Jon Sawyer Post-Dispatch Washington Bureau Chief, St Louis Post-Dispatch (MO)

President Bill Clinton spelled out U.S. concerns about China's record on human rights, trade barriers and weapons proliferation but came away with no commitments from his meeting Friday with Chinese President Jiang Zemin.

The meeting, which lasted for one hour and 30 minutes, was the first between U.S. and Chinese heads of government since before June 1989, when the Chinese government cracked down on democracy supporters in Beijing's Tiananmen Square.

Clinton said after the meeting that he had been "quite specific," laying out U.S. expectations that China would release political prisoners, open a dialogue with the Dalai Lama on the Chinese occupation of Tibet and begin negotiations on its treatment of goods produced by prison labor.

Clinton said he had assured Jiang that he was "not implying that the United States could dictate to China." But he said he wanted to make clear that "there are human rights issues that are a barrier to full resolution of normal and complete constructive relations between our two nations."

Clinton's rebuff from Jiang followed a separate meeting with Japanese Prime Minister Morihiro Hosokawa on efforts to redress the U.S.-Japan trade imbalance. That meeting also produced no breakthroughs, but Hosokawa agreed to a Feb. 11 deadline for progress on the trade "framework" talks aimed at opening up the Japanese market for telecommunications equipment, automobiles and parts and insurance trade.

Clinton fared better on the broader issue of world trade, winning commitment from the 17 Pacific Rim members of the Asia- Pacific Economic Cooperation group meeting in Seattle for "urgent action" to resolve the stalled worldwide talks on liberalizing trade rules for the General Agreement on Tariffs and Trade (GATT).

The president continues his discussions with the other APEC leaders at an informal meeting today on Blake Island, a historic site in Puget Sound off Seattle. The APEC members together represent economies that account for about half the world's economic output and 40 percent of its total trade.

Administration officials defended their decisions, also announced this week, to sell China a high-tech, $8 million supercomputer and turbine generators for a nuclear power plant. Secretary of State Warren M. Christopher said the sales were not prohibited by any U.S. laws or regulations and that they were an important offset to a U.S. trade deficit with China that is currently more than $20 billion a year.
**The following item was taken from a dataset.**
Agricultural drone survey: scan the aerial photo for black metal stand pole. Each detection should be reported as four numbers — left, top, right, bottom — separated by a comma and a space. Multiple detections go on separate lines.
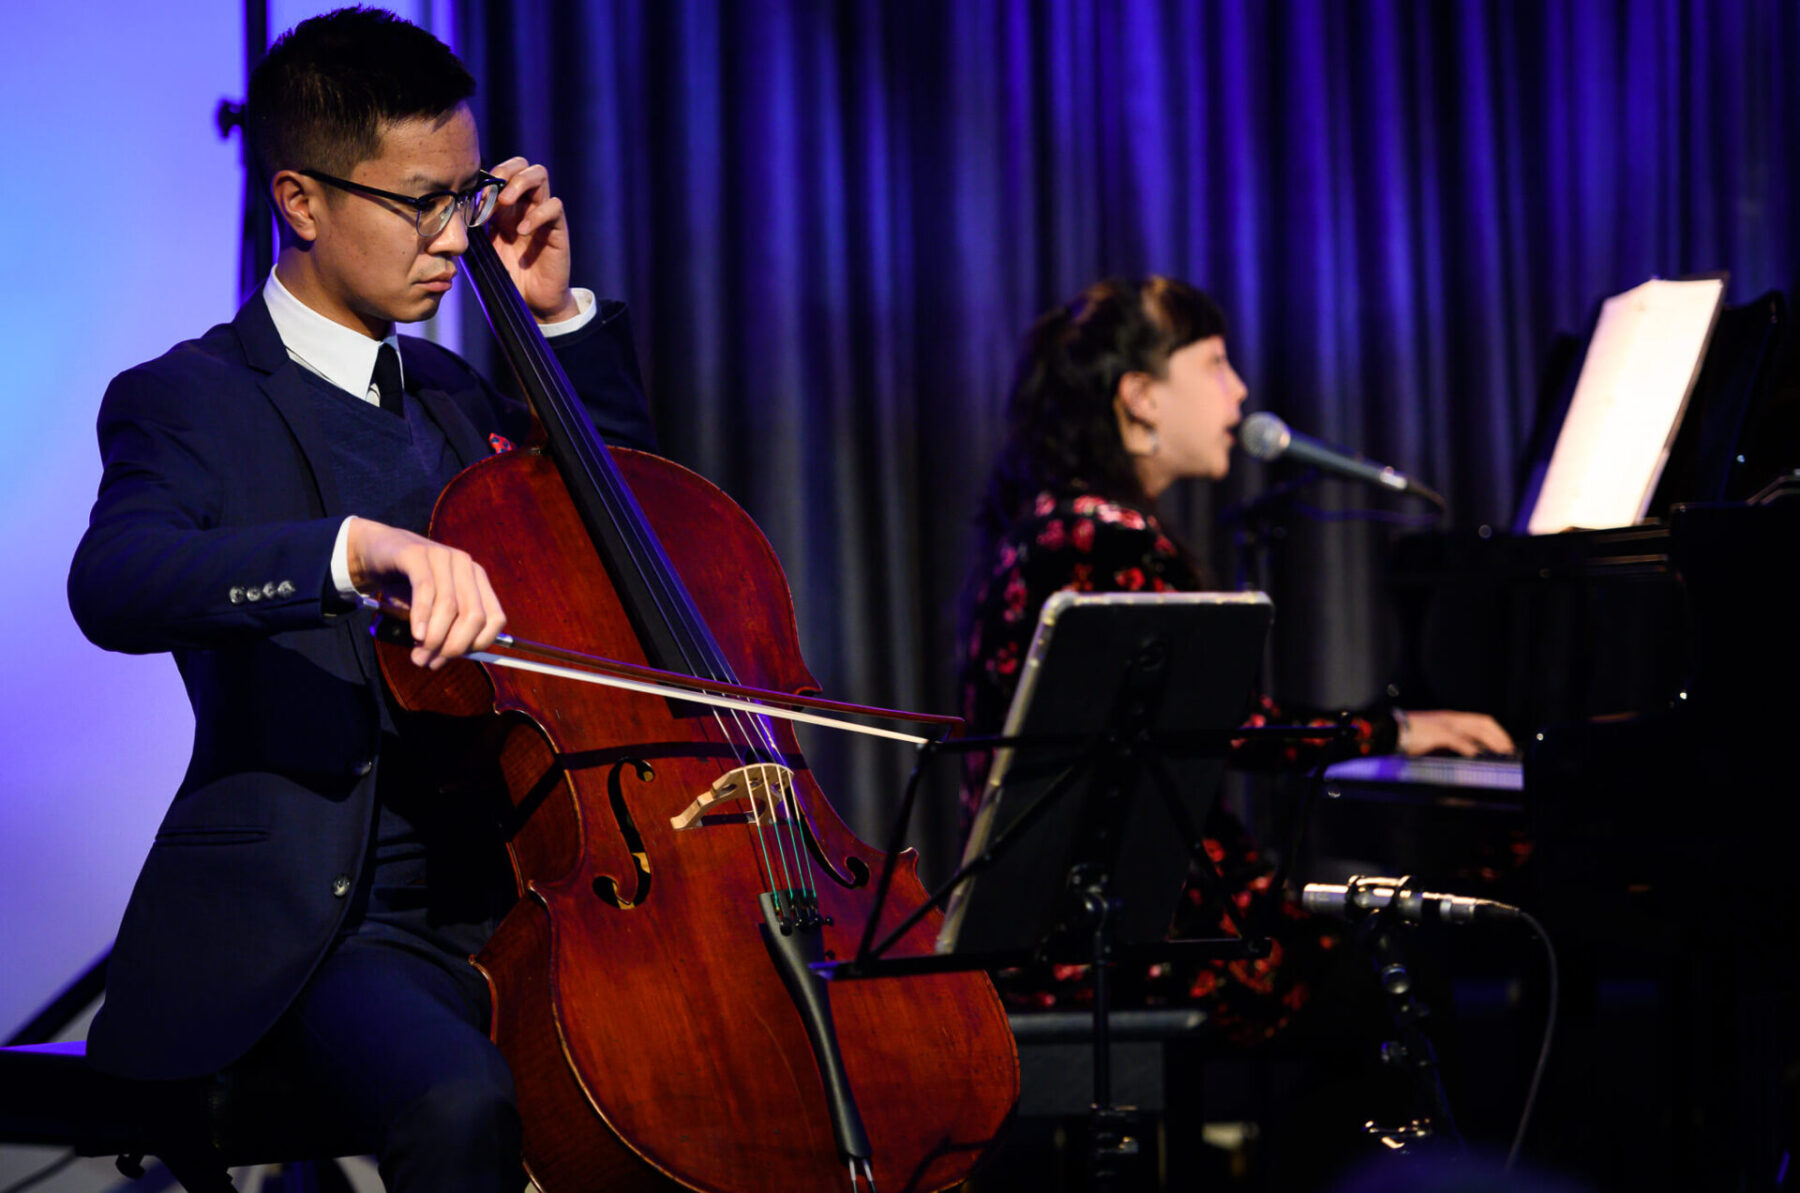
1079, 876, 1146, 1193
1354, 892, 1463, 1155
1221, 477, 1312, 688
215, 0, 271, 302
The Cray supercomputer being sold to China will be used to predict weather, Christopher said, and "we will safeguard very carefully to make sure it's not used in other ways. . . . If we are going to correct a $20 billion trade deficit, we're going to have to sell goods that are not in any way prohibited by our laws and regulations."

Christopher also said he and Clinton had both stressed, in their meetings with the Chinese, the need for steady progress in the coming months in addressing human rights concerns.